Gvozdarus svetovidovi, the naked-head toothfish, is a species of marine ray-finned fish belonging to the family Nototheniidae, the notothens or cod icefishes. It is found in the Ross and Cooperation Seas, probably south of the Antarctic Polar Front from pelagic waters down to depths of 550 m (1,804 ft), though it is normally found in a pelagic environment.

==Taxonomy==
Gvozdarus svetovidovi was first formally described in 1989 by the Russian ichthyologist Arkadii Vladimirovich Balushkin with the type locality given as the Ross Sea at 73°36'S, 171°00'E, at a depth of 550 m. When the genus Gvozdarus was described this species was the only species in the genus and was, therefore, its type species by monotypy. A second species, Gvozdarus balushkini, has since been added to the genus.

==Etymology==
The specific name honours Anatoly Nikolaevich Svetovidov who was head of the Laboratory of Ichthyology at the USSR Academy of Sciences.

==Description==
Gvozdarus svetovidovi has an elongate, fusiform body which is broadest at the front. The head is widest at its rear with a flat and wide space between the eyes and a snout which is longer than the diameter of its eyes. It has a large mouths which extends to the front of the pupil. The lower jaw protrudes slightly and both jaws have canine-like teeth with an inner patch near the jaw joint in the upper jaw. The body is covered in ctenoid scales but the head is naked. The first dorsal fin holds 7 spines, the second dorsal fin has 30 soft rays and the anal fin has 31 soft rays. This species is thought to attain a maximum total length of 100 cm. Their color is pale brown on the lower body while the head, back and flanks are dark.

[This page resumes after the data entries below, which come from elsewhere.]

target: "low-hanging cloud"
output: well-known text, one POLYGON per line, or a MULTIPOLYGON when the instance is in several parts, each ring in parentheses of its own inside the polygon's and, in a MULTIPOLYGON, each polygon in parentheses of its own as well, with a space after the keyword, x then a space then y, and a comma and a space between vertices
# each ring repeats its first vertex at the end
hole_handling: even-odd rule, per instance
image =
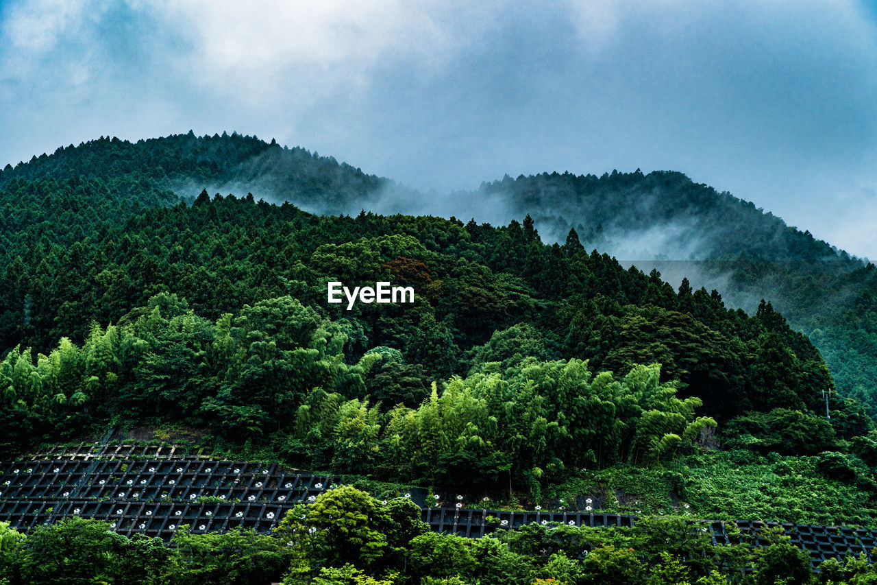
MULTIPOLYGON (((877 235, 844 211, 877 213, 877 29, 865 2, 0 11, 4 163, 192 128, 275 137, 439 198, 506 173, 679 170, 877 256, 877 235)), ((443 214, 468 214, 452 209, 465 199, 446 202, 443 214)))

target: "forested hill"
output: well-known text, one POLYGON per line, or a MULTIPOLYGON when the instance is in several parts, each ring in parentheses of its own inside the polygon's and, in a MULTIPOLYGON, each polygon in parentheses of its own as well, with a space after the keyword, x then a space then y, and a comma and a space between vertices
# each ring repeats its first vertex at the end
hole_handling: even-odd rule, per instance
POLYGON ((33 188, 46 196, 36 196, 38 207, 26 213, 6 207, 0 243, 11 262, 22 242, 9 234, 25 223, 40 227, 22 237, 34 239, 32 248, 41 240, 46 249, 50 242, 81 239, 95 219, 109 222, 109 228, 128 213, 174 205, 180 196, 191 203, 203 188, 210 193, 253 192, 257 199, 289 201, 317 213, 433 211, 464 219, 471 213, 479 221, 501 224, 529 213, 545 242, 562 243, 574 227, 587 249, 643 261, 638 266, 646 272, 657 265, 674 286, 685 276, 695 287, 722 291, 731 307, 754 312, 761 299, 770 299, 822 351, 840 392, 856 396, 877 416, 877 333, 870 325, 877 318, 877 271, 752 203, 681 173, 505 177, 446 199, 274 141, 238 134, 196 137, 190 132, 136 143, 102 138, 61 148, 0 171, 0 185, 8 192, 16 191, 17 180, 37 181, 33 188), (92 209, 88 218, 76 215, 71 205, 77 203, 68 205, 65 189, 45 182, 80 177, 93 187, 82 193, 92 209), (46 201, 55 206, 46 206, 46 201), (63 222, 51 220, 53 214, 63 222))
MULTIPOLYGON (((269 202, 289 201, 330 214, 375 211, 375 206, 389 205, 388 199, 394 202, 389 205, 400 207, 386 210, 389 213, 432 211, 424 195, 389 179, 367 175, 331 156, 237 133, 196 137, 189 132, 136 143, 102 137, 33 156, 27 163, 7 165, 0 172, 0 185, 15 178, 80 176, 104 181, 124 177, 130 183, 124 194, 144 205, 154 201, 138 198, 138 187, 158 184, 189 200, 204 188, 211 193, 253 192, 269 202), (386 198, 389 192, 393 197, 386 198)), ((450 198, 474 200, 475 206, 479 200, 501 200, 501 213, 509 215, 502 218, 503 223, 529 213, 543 239, 560 242, 574 227, 587 247, 623 259, 702 260, 744 254, 820 271, 829 266, 832 271, 864 266, 809 232, 790 228, 750 202, 693 183, 679 172, 507 176, 450 198), (832 264, 824 264, 829 261, 832 264)), ((485 203, 475 219, 495 220, 497 211, 488 206, 485 203)), ((462 213, 467 210, 455 214, 468 219, 462 213)))
MULTIPOLYGON (((752 444, 806 452, 840 449, 871 428, 833 396, 831 422, 818 417, 831 379, 770 304, 748 316, 715 291, 688 282, 675 290, 657 272, 587 251, 574 230, 562 245, 543 243, 529 217, 495 228, 317 216, 206 191, 171 205, 168 181, 196 156, 175 167, 163 143, 103 140, 4 172, 0 386, 6 428, 16 430, 8 447, 88 422, 184 421, 236 439, 280 432, 279 448, 297 462, 373 469, 401 458, 417 477, 439 461, 461 473, 477 459, 488 476, 512 469, 529 481, 527 470, 554 459, 669 456, 715 422, 745 429, 752 444), (155 168, 147 173, 126 152, 155 168), (348 311, 326 303, 336 279, 410 285, 417 300, 348 311), (355 413, 376 434, 321 426, 355 413), (441 442, 450 451, 419 451, 430 417, 461 413, 468 422, 448 422, 441 442), (787 427, 806 434, 788 437, 787 427), (370 441, 384 432, 397 438, 381 450, 370 441), (280 438, 289 433, 294 444, 280 438), (592 435, 608 443, 567 453, 570 437, 592 435), (542 441, 537 453, 527 437, 542 441)), ((189 152, 202 143, 211 155, 263 144, 167 141, 189 152)), ((214 162, 202 164, 223 172, 214 162)))
MULTIPOLYGON (((274 141, 231 135, 176 134, 132 143, 117 138, 61 147, 0 174, 0 185, 16 178, 100 178, 120 196, 152 204, 159 187, 189 200, 210 192, 253 192, 269 201, 289 201, 318 213, 359 212, 376 193, 396 187, 392 181, 303 148, 281 148, 274 141), (143 194, 146 193, 146 199, 143 194)), ((367 206, 367 205, 366 205, 367 206)))

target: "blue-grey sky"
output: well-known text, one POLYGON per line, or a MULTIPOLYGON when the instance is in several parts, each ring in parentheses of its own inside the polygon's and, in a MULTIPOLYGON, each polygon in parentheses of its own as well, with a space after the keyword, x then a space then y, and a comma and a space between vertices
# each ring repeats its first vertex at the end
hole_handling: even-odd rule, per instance
POLYGON ((0 2, 0 164, 189 128, 439 194, 681 170, 877 257, 872 3, 0 2))

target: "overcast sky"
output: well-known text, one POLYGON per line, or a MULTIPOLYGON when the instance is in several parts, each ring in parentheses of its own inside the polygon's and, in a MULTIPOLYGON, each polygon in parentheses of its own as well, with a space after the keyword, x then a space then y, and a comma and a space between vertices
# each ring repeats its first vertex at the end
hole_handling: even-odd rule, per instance
POLYGON ((681 170, 877 258, 872 3, 0 1, 0 164, 190 128, 438 193, 681 170))

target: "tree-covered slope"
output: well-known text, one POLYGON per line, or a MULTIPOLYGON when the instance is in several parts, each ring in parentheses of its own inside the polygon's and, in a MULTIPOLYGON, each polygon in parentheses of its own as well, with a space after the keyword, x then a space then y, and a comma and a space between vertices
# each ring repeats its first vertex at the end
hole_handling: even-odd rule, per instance
MULTIPOLYGON (((771 303, 750 315, 676 289, 575 230, 544 243, 529 216, 319 216, 173 191, 260 152, 289 151, 104 139, 3 172, 4 451, 111 421, 188 423, 303 467, 538 501, 581 470, 724 444, 837 453, 828 480, 873 497, 872 422, 771 303), (416 302, 347 310, 326 301, 333 280, 410 285, 416 302)), ((326 198, 340 175, 319 168, 381 181, 303 160, 326 198)))
POLYGON ((529 213, 545 242, 563 242, 574 227, 587 249, 609 253, 625 266, 635 262, 645 271, 657 265, 674 283, 684 276, 695 287, 717 288, 730 307, 752 312, 761 299, 770 299, 821 350, 841 394, 856 396, 877 416, 873 265, 681 173, 506 177, 471 193, 437 198, 332 157, 237 134, 189 133, 136 143, 102 138, 0 171, 0 185, 16 191, 8 200, 22 198, 44 206, 28 206, 27 213, 4 209, 3 243, 13 260, 18 241, 8 234, 22 223, 41 224, 42 231, 24 237, 42 238, 44 243, 81 239, 82 220, 71 215, 75 208, 28 191, 53 189, 53 184, 40 186, 40 181, 80 177, 91 181, 88 206, 108 221, 138 206, 172 205, 175 197, 191 202, 206 187, 210 193, 253 192, 257 199, 289 201, 324 213, 380 208, 390 213, 474 214, 480 221, 502 224, 529 213), (104 207, 107 198, 128 206, 104 207), (46 222, 46 217, 58 213, 73 226, 69 233, 47 233, 59 224, 46 222))

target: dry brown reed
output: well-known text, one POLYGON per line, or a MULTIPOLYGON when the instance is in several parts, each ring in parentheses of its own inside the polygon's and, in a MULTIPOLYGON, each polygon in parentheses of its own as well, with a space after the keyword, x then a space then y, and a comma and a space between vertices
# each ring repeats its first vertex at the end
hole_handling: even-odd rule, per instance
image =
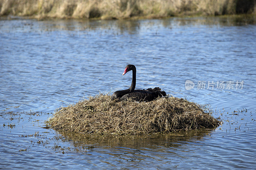
POLYGON ((0 0, 0 16, 100 19, 256 13, 256 0, 0 0))
POLYGON ((117 134, 169 133, 215 128, 209 105, 167 96, 150 102, 116 102, 100 94, 56 110, 49 122, 56 130, 117 134))

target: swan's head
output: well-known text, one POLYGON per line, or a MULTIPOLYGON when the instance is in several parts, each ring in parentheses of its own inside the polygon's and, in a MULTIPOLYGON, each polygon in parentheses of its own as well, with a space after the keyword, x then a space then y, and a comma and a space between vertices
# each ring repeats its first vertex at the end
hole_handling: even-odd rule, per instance
POLYGON ((132 64, 128 64, 126 67, 125 67, 125 69, 124 69, 124 72, 123 73, 123 75, 124 75, 126 73, 128 72, 129 71, 131 71, 131 70, 132 70, 134 69, 136 69, 136 68, 135 67, 135 66, 132 64))

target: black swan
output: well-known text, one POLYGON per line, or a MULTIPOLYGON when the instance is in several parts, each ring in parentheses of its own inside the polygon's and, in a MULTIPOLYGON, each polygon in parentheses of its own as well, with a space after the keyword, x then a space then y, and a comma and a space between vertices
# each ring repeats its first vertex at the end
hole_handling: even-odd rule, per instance
POLYGON ((135 66, 132 64, 127 65, 123 75, 131 70, 132 70, 132 80, 131 87, 127 90, 118 90, 114 92, 111 96, 111 100, 116 100, 117 101, 122 101, 132 98, 138 101, 150 101, 159 96, 166 96, 165 92, 161 91, 161 89, 159 87, 155 87, 153 89, 149 88, 147 90, 134 90, 136 85, 136 68, 135 66))

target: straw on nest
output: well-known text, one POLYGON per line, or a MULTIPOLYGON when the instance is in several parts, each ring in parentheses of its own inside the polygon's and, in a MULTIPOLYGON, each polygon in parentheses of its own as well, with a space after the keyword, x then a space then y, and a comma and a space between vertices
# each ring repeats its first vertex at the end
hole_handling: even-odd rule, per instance
POLYGON ((112 101, 100 94, 58 109, 49 122, 57 130, 79 133, 169 132, 217 127, 220 122, 209 108, 172 96, 138 103, 112 101))

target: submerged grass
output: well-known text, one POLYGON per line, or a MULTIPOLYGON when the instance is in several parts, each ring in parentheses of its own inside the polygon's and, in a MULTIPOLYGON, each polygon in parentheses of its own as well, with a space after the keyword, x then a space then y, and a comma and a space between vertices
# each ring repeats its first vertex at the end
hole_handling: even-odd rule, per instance
POLYGON ((100 94, 55 111, 56 130, 86 133, 138 134, 215 128, 220 122, 209 106, 172 96, 138 103, 116 102, 100 94))
POLYGON ((256 14, 256 0, 0 0, 0 16, 100 19, 256 14))

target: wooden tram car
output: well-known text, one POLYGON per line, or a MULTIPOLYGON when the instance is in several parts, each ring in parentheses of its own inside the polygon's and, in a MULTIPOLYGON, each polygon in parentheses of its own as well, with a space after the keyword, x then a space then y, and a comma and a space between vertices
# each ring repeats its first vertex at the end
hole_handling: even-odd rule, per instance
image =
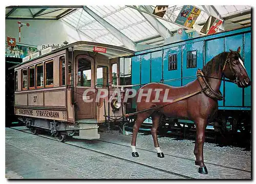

The dorsal fins are paler with transparent membranes. The pelvic and anal fins are light while the mouth and gill cavity are dark.

==Ecology==
This species is a large, pelagic piscivore (fish-eating species, indicated by remains of the pelagic Antarctic silverfish (Pleuragramma antarcticum) found in stomachs).

==Commercial importance==
This species is of no importance to commercial fisheries.